Cadets pursuing the study of Comparative Politics have the opportunity to analyze the sources of stability or instability in political regimes, and to examine the conditions that promote either democratic or authoritarian rule in a number of diverse settings, ranging from Latin America, Europe, the Middle East, Asia, to Africa, as well as the United States. Not only do students examine political institutions and policies, but they also explore the meanings and sources of change that may spring from the ballot box or the barrel of a rifle.
The West Point Comparative Politics Program provides cadets with the intellectual tools and knowledge of core theories and concepts to better understand why some states fail and others remain stable. Cadets have the opportunity to view critical comparative politics issues in a multi-perspective manner by taking related courses both in and out of the department.

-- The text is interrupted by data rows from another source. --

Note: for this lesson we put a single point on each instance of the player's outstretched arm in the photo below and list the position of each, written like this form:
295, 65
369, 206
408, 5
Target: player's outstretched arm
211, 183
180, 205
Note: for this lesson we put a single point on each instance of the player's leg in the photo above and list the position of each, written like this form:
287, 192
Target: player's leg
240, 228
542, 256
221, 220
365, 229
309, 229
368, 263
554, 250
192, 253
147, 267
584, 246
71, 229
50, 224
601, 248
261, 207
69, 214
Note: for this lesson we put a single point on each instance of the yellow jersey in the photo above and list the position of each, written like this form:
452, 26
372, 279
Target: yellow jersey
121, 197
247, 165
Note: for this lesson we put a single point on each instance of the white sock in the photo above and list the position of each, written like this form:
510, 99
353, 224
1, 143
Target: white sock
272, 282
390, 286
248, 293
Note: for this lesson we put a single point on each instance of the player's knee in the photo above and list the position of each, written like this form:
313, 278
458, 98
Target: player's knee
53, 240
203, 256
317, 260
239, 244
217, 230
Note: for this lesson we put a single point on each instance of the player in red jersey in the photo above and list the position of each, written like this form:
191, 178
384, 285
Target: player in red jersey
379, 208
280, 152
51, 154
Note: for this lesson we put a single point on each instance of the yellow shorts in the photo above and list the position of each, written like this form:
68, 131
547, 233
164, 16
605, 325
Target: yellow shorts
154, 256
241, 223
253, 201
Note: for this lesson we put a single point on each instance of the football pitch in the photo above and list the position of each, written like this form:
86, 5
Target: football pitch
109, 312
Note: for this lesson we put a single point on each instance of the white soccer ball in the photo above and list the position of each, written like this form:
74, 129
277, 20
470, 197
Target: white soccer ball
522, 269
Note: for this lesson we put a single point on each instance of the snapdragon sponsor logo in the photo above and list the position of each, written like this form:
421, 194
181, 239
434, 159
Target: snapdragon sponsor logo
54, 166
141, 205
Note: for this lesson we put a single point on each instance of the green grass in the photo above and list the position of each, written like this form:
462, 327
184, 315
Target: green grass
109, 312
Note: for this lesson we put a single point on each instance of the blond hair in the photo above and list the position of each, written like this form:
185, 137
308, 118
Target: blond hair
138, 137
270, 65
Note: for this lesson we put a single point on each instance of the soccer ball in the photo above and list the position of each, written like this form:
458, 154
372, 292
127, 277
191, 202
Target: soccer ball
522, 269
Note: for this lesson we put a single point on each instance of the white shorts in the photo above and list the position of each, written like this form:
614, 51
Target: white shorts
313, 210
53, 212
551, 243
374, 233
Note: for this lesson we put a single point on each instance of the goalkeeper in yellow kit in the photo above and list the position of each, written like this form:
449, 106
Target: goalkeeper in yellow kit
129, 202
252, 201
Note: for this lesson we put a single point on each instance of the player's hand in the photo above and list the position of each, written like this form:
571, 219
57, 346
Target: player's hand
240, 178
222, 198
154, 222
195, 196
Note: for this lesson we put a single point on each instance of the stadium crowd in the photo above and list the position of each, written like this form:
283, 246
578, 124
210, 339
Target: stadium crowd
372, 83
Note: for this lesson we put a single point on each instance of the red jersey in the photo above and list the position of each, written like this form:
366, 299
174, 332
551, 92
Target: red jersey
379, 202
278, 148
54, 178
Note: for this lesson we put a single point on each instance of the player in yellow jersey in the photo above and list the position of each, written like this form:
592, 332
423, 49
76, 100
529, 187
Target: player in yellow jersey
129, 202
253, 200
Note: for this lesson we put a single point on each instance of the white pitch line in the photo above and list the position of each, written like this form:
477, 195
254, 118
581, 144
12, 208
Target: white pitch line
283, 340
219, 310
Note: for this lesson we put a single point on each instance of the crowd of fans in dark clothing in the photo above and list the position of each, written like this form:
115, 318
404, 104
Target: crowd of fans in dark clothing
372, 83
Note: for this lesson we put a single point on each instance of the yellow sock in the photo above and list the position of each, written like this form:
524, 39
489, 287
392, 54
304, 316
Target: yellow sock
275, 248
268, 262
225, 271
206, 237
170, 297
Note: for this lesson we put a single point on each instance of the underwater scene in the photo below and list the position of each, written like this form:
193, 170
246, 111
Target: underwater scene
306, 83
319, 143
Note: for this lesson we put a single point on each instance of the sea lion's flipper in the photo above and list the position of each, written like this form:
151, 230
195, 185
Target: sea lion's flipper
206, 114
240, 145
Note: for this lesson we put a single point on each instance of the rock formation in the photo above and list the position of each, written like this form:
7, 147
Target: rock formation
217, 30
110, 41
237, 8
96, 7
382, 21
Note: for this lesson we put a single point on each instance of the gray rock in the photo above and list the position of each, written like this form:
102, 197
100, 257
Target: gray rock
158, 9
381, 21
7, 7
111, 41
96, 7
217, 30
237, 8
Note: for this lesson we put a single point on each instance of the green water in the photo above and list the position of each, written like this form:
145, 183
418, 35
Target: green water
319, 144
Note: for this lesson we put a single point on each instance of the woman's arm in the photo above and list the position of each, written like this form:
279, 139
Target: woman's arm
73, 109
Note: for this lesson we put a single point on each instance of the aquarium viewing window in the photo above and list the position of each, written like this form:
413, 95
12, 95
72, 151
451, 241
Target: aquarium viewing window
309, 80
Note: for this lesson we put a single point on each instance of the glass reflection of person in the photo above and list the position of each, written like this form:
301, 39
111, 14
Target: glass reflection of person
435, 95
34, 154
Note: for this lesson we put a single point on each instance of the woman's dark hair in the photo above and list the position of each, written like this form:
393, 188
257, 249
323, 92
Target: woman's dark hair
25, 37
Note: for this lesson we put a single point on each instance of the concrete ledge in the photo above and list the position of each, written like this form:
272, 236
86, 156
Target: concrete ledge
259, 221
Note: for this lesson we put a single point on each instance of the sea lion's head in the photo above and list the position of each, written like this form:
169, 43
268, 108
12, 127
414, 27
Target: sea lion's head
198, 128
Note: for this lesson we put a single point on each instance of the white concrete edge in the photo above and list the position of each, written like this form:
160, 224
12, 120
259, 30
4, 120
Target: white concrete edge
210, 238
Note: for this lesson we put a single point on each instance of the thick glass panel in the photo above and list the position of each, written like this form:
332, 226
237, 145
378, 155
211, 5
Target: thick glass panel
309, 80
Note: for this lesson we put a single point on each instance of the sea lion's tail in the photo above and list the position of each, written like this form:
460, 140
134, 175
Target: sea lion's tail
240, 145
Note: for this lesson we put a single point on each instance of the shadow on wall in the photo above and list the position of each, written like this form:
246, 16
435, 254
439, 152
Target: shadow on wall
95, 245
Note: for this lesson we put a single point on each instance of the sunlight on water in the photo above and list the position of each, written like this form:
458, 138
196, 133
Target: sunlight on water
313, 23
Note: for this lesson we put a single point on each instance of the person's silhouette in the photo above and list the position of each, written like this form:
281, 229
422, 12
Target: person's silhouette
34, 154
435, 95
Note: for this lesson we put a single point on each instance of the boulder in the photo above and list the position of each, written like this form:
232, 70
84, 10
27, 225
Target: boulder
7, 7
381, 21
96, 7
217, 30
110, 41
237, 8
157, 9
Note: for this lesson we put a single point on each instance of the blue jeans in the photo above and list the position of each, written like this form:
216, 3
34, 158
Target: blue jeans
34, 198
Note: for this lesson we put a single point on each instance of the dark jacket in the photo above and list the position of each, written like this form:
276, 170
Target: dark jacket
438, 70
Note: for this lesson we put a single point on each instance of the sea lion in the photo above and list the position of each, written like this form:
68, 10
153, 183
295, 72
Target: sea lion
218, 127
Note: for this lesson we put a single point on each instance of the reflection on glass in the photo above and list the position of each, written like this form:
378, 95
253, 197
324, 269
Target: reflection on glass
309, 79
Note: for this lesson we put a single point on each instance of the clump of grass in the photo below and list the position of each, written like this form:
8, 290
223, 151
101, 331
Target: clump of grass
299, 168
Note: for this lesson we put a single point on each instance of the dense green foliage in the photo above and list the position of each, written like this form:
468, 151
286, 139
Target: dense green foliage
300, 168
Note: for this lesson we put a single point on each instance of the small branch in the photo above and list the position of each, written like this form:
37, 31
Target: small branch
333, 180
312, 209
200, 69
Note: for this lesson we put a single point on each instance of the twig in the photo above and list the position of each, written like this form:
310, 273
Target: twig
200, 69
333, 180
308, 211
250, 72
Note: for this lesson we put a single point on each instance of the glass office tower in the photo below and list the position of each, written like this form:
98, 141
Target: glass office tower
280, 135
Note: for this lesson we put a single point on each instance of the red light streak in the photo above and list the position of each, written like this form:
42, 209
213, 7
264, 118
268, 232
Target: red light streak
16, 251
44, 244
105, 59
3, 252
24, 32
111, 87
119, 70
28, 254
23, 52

After mastering the core concepts, cadets can tailor their program towards a regional (e.g., Africa, Middle East, etc.) or functional (e.g., negotiation, democratization, post-conflict stabilization, etc.) focus. The comparative politics courses and related electives provide cadets with the knowledge and framework to apply the core concepts and theories to relevant case studies and issues.
The capstone integrative experience provides an in-depth study of the non-US perspective towards the security environment by examining the security predicaments of developing states. To help understand and anticipate the behaviors of weak states and non-state actors, cadets study the effects of non-traditional security issues, appreciate a non-western view of the world, understand the limitations of these actors’ elements of power, and understand how they might assess risk. Students examine questions such as:
· What is the nature of security in weak or failing states?
· How do such states plan for their security?
· What factors influence their choices?
Cadets address these questions by integrating the literature of comparative politics and other relevant disciplines into their analyses to better understand and anticipate state and non-state behaviors in the changing security environment.
The CP major is designed to develop graduates who are able to critically analyze diverse political systems. Much of this learning occurs outside of the classroom, through extracurricular activities or Academic Individual Advanced Development (AIAD) experiences. Cadets are strongly encourage to pursue opportunities to travel abroad, and the Department of Social Sciences sponsors many international AIADs that offer the chance to work with non-governmental organizations (NGOs) in countries such as Thailand, China, Ghana, Tanzania, Morocco, and Costa Rica.
Cadets who wish to write a thesis will take the capstone course, SS486 International Security Strategy, in the fall of their Firstie year as part of a two-course thesis sequence. They will continue work on their theses in the spring of the first class year by taking SS498 Senior Thesis in the Social Sciences during which they will finish writing and defend their theses.